In Room in New York, un dipinto del 1923, l’apparente banalità di una scena quotidiana stimola la capacità interpretativa di qualsiasi osservatore: il pittore Charles Burchfield ne sottolinea il silenzio insopportabile; il poeta Mark Strand si sposta invece su una dimensione psicologica, quella del distacco.

Lui chino sul giornale. Lei sta dall’altro lato di una piccola stanza e guarda i tasti di un pianoforte che sfiora con un dito. Lui è concentrato sulla lettura, ma lei non è concentrata sul pianoforte; sta facendo passare del tempo, presumibilmente in attesa che lui finisca di leggere il giornale. L’uomo e la donna sono sia uniti che separati: il senso di distacco che può crescere pur mentre ci si trova in compagnia di un’altra persona.

Il distacco intuito da Strand potrebbe dipendere dalla relazione tra i due protagonisti del quadro: una relazione di coppia conflittuale o addirittura ostile sfociata in un sentimento di estraneazione sino al distacco emotivo.
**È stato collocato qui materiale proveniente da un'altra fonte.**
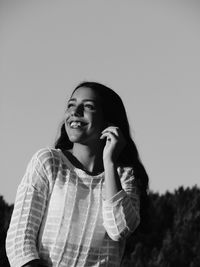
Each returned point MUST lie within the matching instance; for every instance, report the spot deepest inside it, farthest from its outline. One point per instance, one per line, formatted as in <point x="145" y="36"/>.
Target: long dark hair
<point x="114" y="112"/>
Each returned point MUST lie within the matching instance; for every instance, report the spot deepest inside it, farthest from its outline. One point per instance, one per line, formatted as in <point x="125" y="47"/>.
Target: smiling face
<point x="83" y="118"/>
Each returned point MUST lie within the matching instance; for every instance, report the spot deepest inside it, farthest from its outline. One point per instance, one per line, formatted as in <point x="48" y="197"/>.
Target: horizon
<point x="147" y="52"/>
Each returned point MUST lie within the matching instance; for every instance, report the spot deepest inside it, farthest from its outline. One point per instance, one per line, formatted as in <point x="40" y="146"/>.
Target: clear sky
<point x="147" y="51"/>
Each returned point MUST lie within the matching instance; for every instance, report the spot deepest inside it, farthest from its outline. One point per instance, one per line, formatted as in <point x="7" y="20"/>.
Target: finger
<point x="109" y="136"/>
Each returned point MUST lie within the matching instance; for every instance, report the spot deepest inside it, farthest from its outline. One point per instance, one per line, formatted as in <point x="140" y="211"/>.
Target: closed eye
<point x="90" y="106"/>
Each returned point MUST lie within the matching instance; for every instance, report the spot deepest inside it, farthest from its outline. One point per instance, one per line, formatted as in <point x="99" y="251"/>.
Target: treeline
<point x="170" y="236"/>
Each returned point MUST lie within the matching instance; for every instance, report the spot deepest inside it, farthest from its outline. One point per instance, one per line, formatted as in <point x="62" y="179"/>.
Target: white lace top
<point x="60" y="215"/>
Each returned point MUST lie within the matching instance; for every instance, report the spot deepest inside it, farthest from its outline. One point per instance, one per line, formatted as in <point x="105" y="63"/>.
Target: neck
<point x="90" y="157"/>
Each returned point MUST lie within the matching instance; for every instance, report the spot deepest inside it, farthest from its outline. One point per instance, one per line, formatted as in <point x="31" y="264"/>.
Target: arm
<point x="30" y="203"/>
<point x="121" y="212"/>
<point x="121" y="206"/>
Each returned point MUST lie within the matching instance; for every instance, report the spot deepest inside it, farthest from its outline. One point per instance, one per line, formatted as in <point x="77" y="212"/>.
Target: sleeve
<point x="30" y="204"/>
<point x="121" y="213"/>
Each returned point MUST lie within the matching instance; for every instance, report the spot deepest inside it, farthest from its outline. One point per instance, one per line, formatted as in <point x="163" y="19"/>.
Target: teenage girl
<point x="78" y="202"/>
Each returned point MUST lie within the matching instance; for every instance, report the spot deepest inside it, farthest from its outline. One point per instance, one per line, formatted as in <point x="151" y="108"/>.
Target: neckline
<point x="77" y="169"/>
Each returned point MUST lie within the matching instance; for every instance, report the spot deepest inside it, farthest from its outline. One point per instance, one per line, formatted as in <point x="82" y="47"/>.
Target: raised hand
<point x="115" y="142"/>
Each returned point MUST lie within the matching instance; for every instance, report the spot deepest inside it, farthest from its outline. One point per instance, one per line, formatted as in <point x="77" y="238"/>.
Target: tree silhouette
<point x="170" y="238"/>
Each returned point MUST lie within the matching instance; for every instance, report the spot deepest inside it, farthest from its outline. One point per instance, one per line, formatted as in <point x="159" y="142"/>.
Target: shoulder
<point x="46" y="153"/>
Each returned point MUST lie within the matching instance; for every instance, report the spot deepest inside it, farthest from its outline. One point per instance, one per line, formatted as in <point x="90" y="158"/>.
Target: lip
<point x="81" y="122"/>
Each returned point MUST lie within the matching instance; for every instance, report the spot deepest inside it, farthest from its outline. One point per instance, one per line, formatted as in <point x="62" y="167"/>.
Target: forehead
<point x="85" y="93"/>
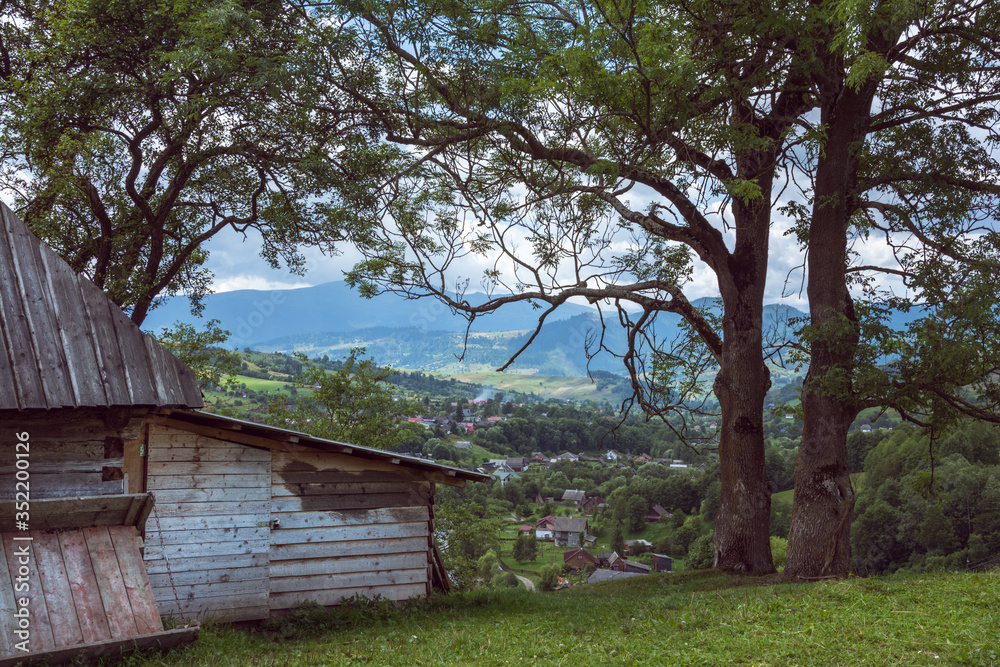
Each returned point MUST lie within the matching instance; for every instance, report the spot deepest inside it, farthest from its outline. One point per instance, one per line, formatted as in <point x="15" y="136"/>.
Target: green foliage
<point x="526" y="548"/>
<point x="779" y="552"/>
<point x="198" y="350"/>
<point x="126" y="153"/>
<point x="701" y="553"/>
<point x="353" y="404"/>
<point x="618" y="540"/>
<point x="465" y="533"/>
<point x="549" y="579"/>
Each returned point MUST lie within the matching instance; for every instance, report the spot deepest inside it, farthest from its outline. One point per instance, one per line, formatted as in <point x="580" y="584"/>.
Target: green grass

E se invece il distacco non dipendesse dalla relazione ma fosse la modalità usuale di uno dei due protagonisti di vivere le relazioni emotivamente importanti?

Secondo la teoria dell’attaccamento, il funzionamento evitante è sovrapponibile con la categoria d’attaccamento adulto tipo fearful, caratterizzato da rappresentazioni negative di sé e degli altri: gli altri non sono accudenti e non sono disponibili e il sé non merita affetto. L’immagine di sé negativa viene rinforzata dall’arousal emotivo e indebolita da fattori che inibiscono l’attivazione di meccanismi regolatori dell’emozione.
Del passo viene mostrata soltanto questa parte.